Published: Jul 15, 2026Reading time: 7 min

At the mouth of Locust Lane, Old Lou has run a noodle stall for twenty years. He reads a customer's mood in how they lift their chopsticks and answers it in the toppings -- an extra egg for the downcast, a plain bowl for the smug. He feeds schoolchildren half price and uniformed workers free. When a young courier who eats there hits an old vegetable seller and flees, Old Lou walks to the boy's door; what he says, and the bowl left on the threshold, decides whether the boy finds his way back.

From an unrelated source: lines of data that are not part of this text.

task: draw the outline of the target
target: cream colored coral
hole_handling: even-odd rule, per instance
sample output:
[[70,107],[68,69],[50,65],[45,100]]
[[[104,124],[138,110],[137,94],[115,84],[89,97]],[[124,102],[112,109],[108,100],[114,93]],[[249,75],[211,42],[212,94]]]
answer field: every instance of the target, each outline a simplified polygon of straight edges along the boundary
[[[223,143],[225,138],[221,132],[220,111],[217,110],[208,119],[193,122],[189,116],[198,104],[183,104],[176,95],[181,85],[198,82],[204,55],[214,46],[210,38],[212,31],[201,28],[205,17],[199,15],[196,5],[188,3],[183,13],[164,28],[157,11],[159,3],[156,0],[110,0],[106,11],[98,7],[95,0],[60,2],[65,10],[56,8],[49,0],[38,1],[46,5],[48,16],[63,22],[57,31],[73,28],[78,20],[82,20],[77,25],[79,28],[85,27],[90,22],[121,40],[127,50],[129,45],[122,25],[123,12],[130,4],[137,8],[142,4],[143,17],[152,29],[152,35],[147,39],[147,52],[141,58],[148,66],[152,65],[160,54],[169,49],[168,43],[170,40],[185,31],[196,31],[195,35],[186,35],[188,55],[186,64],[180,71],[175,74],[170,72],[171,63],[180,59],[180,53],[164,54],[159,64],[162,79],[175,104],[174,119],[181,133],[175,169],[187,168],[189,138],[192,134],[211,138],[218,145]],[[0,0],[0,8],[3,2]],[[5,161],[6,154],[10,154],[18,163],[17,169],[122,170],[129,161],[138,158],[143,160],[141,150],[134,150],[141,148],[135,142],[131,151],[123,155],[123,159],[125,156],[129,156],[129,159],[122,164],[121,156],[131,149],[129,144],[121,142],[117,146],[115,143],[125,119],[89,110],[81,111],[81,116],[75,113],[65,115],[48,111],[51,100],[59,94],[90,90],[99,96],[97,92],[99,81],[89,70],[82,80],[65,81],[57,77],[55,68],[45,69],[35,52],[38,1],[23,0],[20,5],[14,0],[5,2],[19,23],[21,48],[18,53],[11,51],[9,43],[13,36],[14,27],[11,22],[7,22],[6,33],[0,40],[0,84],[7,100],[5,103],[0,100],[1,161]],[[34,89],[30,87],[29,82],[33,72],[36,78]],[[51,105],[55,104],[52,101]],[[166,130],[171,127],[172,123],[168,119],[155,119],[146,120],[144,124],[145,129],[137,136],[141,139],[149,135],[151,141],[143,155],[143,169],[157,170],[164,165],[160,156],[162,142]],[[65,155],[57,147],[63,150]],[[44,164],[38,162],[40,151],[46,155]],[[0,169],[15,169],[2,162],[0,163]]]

Locust Lane is one of the few old alleys left in the city. Its blue-brick walls have gone black from the rain, and the wires overhead are knotted into a single web. The lane is short -- you can walk its length in the time it takes to smoke a cigarette -- yet everyone lives jammed together there: the proud and the makeshift, the respectable and the fallen, all stewing in one old pot.

The days in Locust Lane are not like elsewhere -- the breakfast seller's calls, the scrap collector's tricycle bell, some couple's quarrel, all colliding in the narrow lane, at once steamy and chaotic. Old Lou's stall is the first to wake and the last to sleep in the lane.

At the lane's eastern end stands a noodle stall with no sign.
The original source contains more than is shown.